カフェが17年、家具は23年くらいかな。名前はずっとブーオです。
この場所でお店を始める前は上士幌町の廃校になった小学校で4年ほど工房をしていました。校舎や体育館をひとりで自由に使わせてもらってましたね。
上士幌町の方に学校の建物を購入できないかと交渉したんですけど、公共の財産なので個人で購入することはなかなか難しくて、自分のお店をつくるために土地を探して今の場所に行きついたという感じです。
―元々出身は十勝ということですか?
出身は岐阜県ですね。元々は名古屋でサラリーマンをしていたんですけど、バブルの時代で忙しくて嫌になってしまって、ログビルダーに憧れてログハウスメーカーに転職して長野県に移住しました。長野には3年くらいいたんですけど、バブルで土地の値段が10倍になってこれじゃ自分でログハウスをつくることはできないなと思って、北海道の牧場アルバイトをしようと思って来たのがたまたま士幌町でした。
―北海道最初の土地は士幌町だったんですね。
夫婦で移住して士幌町の新田エリアの農協の牧場に住み込みでお世話になりましたね。牧場のアルバイトは期間が決まっていたから、一度本州に帰ったんですけど、北海道のことが忘れられなくて、結果的に移住してちゃったという感じですね。移住して帯広市の職業訓練学校で1年間木工の技術を勉強して、上士幌町で工房を始めて、先ほど説明した経緯で、このお店を開業するに至りました。自分でつくるのが夢だったから基礎と機械だけ建築屋さんにお願いしてあとは全部自分たちで作ったんですよね。その5年後にはカフェの増築を全部自分たちでやりましたね。
―私が士幌に来て夫に初めてデートで連れてきてもらったのがブーオさんでした!
士幌の方は何か晴れの日に使ってくださっているっていう印象が強くて、それは非常にうれしいですよね。

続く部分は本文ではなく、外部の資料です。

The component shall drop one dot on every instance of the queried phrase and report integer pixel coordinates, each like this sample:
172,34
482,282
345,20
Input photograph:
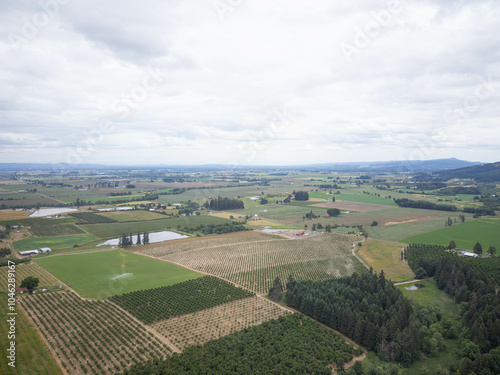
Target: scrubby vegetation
292,344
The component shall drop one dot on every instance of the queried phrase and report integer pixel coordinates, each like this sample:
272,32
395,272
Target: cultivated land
89,334
93,337
55,243
32,355
255,264
117,229
24,270
485,231
386,256
202,326
102,274
133,215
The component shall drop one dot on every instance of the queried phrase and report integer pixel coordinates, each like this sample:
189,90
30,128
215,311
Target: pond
153,238
51,211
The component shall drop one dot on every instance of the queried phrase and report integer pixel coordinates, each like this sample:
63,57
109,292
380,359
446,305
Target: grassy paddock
386,256
102,274
117,229
55,243
485,231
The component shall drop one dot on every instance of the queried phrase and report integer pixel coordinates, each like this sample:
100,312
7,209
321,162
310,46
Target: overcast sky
248,82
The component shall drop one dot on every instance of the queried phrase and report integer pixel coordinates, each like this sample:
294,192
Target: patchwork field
102,274
91,337
485,231
11,214
55,243
386,256
202,326
133,215
256,263
55,230
351,206
117,229
24,270
32,356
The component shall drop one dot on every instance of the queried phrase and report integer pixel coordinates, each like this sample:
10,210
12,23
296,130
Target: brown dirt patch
427,218
352,206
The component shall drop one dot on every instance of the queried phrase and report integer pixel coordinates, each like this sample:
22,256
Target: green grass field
398,232
117,229
431,295
97,275
386,256
32,356
55,243
354,197
485,231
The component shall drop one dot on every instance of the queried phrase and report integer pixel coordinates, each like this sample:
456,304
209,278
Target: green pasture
111,230
386,256
354,197
485,231
55,243
101,274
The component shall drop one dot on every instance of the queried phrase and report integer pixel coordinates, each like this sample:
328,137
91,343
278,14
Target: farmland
32,356
292,344
117,229
92,337
55,230
55,243
132,215
28,269
256,263
212,323
386,256
189,296
102,274
485,231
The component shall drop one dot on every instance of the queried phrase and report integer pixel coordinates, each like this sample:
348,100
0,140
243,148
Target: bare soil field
351,206
215,322
254,262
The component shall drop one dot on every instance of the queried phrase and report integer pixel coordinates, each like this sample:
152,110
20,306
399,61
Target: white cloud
412,89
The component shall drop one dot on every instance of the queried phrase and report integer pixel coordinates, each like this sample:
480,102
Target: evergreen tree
478,249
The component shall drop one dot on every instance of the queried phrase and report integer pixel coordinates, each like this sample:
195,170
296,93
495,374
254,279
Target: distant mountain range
378,166
485,173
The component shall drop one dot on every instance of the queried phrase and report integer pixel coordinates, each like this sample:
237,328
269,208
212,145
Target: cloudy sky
248,82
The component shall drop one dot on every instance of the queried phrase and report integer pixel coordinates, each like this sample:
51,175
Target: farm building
28,252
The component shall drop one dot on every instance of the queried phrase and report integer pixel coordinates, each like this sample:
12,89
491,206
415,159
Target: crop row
156,304
93,337
202,326
254,265
171,247
24,270
55,230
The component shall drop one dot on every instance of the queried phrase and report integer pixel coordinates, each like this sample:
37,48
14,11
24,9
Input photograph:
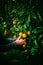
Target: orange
24,46
4,22
28,32
14,22
24,35
21,34
14,36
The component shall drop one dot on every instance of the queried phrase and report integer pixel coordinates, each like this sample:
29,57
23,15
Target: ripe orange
14,36
4,22
28,32
24,46
21,34
14,22
24,35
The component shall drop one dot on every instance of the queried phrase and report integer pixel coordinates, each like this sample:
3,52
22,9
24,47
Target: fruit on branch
14,22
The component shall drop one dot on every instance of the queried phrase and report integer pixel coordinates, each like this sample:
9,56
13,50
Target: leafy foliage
28,17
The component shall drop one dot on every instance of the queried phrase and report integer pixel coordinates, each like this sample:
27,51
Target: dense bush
24,16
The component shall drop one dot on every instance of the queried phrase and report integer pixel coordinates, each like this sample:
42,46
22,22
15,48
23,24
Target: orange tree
23,18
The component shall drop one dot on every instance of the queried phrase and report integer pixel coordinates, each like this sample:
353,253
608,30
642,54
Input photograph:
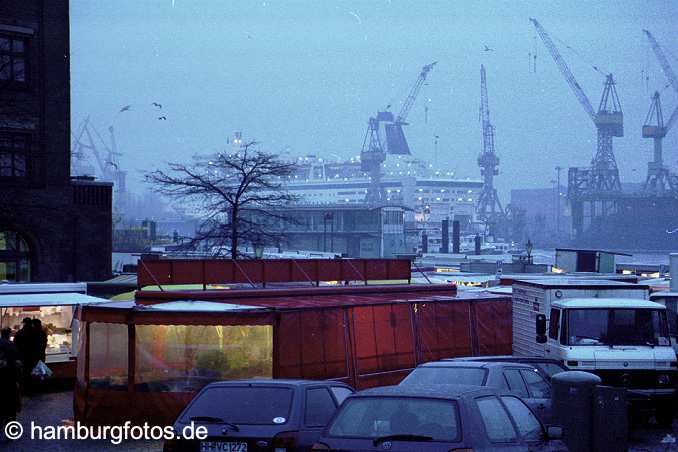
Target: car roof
505,358
276,382
620,303
449,392
472,364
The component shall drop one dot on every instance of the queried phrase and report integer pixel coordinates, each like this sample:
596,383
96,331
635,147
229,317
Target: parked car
521,379
260,415
437,418
546,366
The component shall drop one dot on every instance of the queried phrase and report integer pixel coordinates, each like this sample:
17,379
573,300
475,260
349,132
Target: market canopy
47,299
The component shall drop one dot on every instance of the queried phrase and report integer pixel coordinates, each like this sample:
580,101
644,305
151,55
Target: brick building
52,227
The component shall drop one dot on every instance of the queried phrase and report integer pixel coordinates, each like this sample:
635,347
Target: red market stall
144,360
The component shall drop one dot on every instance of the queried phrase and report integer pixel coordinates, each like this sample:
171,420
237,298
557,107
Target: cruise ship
429,193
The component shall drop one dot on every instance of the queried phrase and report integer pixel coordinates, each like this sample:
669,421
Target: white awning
47,299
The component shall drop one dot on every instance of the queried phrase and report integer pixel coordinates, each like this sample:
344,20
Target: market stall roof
47,299
197,306
51,288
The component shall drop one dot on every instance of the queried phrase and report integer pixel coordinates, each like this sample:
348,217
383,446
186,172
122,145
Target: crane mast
414,92
668,72
373,153
602,177
659,179
564,69
489,207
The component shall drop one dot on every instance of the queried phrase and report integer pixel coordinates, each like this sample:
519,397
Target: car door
540,394
499,429
531,431
318,408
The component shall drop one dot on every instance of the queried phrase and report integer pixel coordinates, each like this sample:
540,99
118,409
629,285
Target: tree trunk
234,233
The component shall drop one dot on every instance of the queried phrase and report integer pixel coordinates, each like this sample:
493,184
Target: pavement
53,408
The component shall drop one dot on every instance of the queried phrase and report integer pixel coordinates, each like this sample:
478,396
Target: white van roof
610,303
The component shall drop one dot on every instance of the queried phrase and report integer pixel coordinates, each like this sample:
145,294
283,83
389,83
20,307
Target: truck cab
624,341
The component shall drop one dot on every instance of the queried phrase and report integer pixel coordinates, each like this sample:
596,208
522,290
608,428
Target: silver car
521,379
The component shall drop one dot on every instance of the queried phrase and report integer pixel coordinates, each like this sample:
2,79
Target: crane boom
565,70
663,62
488,129
414,92
672,120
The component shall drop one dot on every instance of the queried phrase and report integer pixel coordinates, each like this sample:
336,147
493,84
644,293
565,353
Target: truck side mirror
554,432
540,325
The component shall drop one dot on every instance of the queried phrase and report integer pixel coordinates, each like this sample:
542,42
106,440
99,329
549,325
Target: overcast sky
304,76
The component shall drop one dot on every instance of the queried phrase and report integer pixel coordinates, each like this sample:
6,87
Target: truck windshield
617,327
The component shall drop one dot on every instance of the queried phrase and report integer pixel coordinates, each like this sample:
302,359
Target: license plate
221,446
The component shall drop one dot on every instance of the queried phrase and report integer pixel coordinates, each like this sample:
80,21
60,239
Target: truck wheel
664,416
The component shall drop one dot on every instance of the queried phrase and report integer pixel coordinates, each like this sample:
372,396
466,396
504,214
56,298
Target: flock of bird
155,104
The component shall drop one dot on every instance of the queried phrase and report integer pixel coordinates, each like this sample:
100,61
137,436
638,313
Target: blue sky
304,76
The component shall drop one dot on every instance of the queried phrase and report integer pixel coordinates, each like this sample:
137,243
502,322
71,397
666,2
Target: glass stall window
108,356
56,321
184,358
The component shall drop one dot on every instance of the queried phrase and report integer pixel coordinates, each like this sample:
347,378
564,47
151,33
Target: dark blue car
437,418
260,415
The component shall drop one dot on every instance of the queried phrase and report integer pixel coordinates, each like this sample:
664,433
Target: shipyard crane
659,179
489,208
373,153
603,176
108,163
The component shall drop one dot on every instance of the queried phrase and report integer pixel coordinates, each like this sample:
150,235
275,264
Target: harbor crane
373,153
659,178
598,185
603,175
489,207
87,140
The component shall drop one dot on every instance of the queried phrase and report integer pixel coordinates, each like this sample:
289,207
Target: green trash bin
572,395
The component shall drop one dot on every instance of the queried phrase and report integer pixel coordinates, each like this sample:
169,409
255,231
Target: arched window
15,262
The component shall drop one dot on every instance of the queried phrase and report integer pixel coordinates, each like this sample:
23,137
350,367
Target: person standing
24,341
40,341
9,375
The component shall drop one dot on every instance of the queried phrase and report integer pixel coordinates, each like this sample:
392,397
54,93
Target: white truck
605,327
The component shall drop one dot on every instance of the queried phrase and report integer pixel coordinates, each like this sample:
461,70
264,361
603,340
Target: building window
15,262
13,154
13,67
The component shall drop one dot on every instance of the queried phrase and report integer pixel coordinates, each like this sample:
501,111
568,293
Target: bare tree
238,196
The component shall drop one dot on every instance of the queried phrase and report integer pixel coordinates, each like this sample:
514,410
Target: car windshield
380,417
446,375
617,327
242,405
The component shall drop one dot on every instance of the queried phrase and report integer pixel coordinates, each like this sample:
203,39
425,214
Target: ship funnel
673,262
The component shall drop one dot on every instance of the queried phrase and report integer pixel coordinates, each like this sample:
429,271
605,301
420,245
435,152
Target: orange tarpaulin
362,339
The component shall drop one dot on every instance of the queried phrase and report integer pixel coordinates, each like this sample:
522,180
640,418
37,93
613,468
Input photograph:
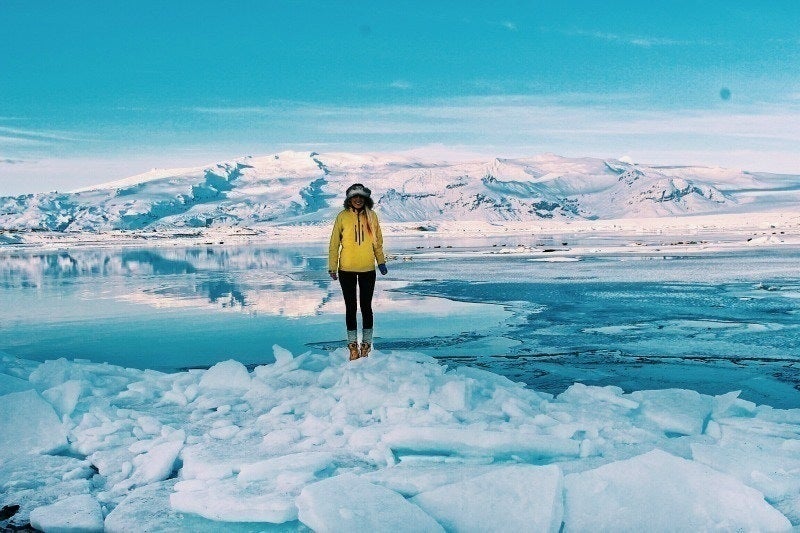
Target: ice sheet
396,438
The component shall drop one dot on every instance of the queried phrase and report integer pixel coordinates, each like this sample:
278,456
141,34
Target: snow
521,498
657,491
30,425
348,503
74,514
300,188
395,442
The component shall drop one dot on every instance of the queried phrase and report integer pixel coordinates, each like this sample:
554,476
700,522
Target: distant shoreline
695,233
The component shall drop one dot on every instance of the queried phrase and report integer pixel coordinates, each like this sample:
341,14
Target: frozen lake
708,321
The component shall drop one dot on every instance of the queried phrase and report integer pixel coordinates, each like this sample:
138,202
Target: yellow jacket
356,242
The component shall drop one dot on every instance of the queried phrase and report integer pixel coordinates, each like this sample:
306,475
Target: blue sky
95,90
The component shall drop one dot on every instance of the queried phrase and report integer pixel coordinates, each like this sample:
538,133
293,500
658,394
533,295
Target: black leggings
366,286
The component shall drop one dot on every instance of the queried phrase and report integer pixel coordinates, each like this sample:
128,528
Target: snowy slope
302,188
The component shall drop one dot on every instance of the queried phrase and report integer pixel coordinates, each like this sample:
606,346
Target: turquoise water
712,322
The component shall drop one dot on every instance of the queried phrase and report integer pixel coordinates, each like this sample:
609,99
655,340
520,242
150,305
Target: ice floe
393,442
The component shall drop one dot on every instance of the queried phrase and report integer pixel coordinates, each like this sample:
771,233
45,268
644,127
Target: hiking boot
353,347
365,348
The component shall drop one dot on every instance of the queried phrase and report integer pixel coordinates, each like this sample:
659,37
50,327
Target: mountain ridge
307,188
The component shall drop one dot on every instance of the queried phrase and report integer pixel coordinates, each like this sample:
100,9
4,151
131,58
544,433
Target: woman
356,245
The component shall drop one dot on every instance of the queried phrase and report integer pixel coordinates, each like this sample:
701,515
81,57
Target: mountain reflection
275,281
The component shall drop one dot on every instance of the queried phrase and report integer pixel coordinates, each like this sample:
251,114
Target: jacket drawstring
359,229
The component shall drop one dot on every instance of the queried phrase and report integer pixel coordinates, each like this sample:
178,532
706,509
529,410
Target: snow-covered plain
397,441
394,442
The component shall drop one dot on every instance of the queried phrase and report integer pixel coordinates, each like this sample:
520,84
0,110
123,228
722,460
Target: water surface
711,322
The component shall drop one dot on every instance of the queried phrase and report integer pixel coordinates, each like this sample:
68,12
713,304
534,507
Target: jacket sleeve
377,245
333,249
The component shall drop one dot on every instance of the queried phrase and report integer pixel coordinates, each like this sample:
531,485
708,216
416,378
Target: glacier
297,188
394,441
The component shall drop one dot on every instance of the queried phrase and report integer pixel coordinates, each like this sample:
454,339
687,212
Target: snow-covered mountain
307,188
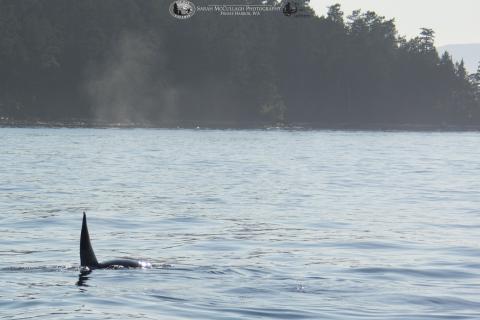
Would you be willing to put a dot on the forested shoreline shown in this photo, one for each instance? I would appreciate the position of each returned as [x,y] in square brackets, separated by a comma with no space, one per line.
[90,62]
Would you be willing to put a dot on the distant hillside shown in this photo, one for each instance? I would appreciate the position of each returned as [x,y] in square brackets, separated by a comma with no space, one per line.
[470,53]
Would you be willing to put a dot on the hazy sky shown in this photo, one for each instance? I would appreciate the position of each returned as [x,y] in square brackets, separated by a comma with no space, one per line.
[453,21]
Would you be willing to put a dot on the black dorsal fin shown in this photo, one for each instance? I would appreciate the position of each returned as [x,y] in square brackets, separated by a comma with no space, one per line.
[87,256]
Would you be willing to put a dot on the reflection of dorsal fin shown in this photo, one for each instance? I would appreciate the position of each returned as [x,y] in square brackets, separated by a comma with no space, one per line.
[87,256]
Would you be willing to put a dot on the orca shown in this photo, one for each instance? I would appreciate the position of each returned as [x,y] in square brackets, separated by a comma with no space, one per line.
[88,260]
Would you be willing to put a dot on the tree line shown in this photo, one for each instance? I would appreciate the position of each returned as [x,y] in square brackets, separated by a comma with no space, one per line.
[131,61]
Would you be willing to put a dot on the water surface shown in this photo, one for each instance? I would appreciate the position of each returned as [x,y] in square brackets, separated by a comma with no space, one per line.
[241,224]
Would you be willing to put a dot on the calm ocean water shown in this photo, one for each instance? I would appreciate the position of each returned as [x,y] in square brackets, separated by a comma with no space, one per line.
[241,224]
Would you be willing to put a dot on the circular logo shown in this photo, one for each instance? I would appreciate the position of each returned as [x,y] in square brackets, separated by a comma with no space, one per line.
[182,9]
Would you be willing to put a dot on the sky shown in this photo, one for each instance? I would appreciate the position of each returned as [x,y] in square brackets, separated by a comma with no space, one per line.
[455,22]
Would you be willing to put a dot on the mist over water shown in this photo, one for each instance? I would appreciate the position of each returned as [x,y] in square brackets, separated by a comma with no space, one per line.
[127,87]
[241,224]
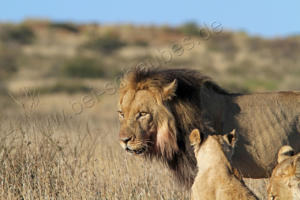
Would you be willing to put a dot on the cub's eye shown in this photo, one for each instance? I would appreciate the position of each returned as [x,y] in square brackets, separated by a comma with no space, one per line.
[121,114]
[141,114]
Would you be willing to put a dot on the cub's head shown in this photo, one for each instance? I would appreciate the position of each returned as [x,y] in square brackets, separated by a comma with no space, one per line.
[285,180]
[147,125]
[225,143]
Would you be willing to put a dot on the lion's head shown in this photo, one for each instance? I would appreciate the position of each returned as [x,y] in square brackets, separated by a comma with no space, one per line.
[146,123]
[157,111]
[285,180]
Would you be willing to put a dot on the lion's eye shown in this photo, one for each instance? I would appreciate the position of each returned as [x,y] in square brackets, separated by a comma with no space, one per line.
[141,114]
[121,114]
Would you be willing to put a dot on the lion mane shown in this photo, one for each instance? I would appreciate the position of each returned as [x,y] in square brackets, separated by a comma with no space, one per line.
[180,100]
[185,108]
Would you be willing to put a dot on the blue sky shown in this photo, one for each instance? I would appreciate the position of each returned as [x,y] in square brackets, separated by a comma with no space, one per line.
[265,18]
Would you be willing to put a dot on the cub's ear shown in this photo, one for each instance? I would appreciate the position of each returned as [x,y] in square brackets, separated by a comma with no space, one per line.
[285,152]
[230,138]
[195,137]
[169,91]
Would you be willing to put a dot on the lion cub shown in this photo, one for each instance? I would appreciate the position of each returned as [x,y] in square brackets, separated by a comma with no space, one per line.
[285,180]
[215,178]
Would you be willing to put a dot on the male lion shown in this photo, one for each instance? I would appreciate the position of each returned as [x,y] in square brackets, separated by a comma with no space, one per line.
[215,179]
[159,108]
[285,180]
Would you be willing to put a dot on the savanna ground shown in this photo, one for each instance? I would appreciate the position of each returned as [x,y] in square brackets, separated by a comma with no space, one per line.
[58,121]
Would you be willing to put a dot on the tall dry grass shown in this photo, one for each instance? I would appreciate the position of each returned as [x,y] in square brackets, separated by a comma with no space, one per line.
[52,156]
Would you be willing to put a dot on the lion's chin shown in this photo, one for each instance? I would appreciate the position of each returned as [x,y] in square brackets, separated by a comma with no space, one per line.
[136,151]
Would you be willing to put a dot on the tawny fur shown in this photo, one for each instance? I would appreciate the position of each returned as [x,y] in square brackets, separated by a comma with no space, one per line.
[285,180]
[215,179]
[184,100]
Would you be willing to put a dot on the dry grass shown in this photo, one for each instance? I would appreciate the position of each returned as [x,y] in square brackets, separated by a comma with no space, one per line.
[52,156]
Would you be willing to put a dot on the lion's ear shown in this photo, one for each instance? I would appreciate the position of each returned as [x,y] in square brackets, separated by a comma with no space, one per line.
[230,138]
[169,91]
[195,137]
[297,167]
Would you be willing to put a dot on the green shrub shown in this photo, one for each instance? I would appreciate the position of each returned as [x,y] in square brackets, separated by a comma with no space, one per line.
[21,34]
[84,68]
[107,44]
[65,26]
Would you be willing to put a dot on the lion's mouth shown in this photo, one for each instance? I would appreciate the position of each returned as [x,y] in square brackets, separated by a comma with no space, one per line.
[136,151]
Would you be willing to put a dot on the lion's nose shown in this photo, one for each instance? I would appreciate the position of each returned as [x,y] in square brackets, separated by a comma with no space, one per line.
[126,139]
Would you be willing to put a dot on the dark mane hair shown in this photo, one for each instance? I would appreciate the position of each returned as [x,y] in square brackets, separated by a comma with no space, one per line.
[185,107]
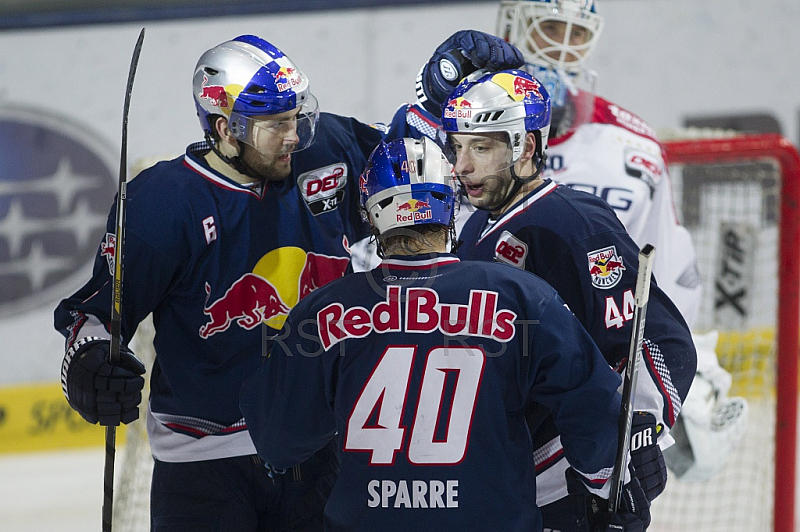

―ブーオさんは家具屋さんという風に肩ひじ張らずにライフスタイルを提案してくれますよね。こんな生活がしたいという思いは大型店だとなかなか表現できないなと思います。
ぼくらの名刺にもコンセプトとして「Enjoy Country Life」を掲げているんですけど、まさにそこなんですよね。田舎暮らしを楽しみたいっていうのが根底にあって。もともと建築士をやってて設計する方だったから、それって設計したもので評価されちゃうじゃないですか。ログハウスなんて特に図面を見ないで感性でやってしまう人も多いから建ててる職人さんの技量とかセンスが反映されるんですよ。だから100%自分でできる仕事をしたかったんですよね。そう思ってるとき、ある家具の巨匠の方の存在を知って、その方の「家具づくりは100%自分でやるものだよ」っていう言葉に感銘を受けて家具の道に進みましたね。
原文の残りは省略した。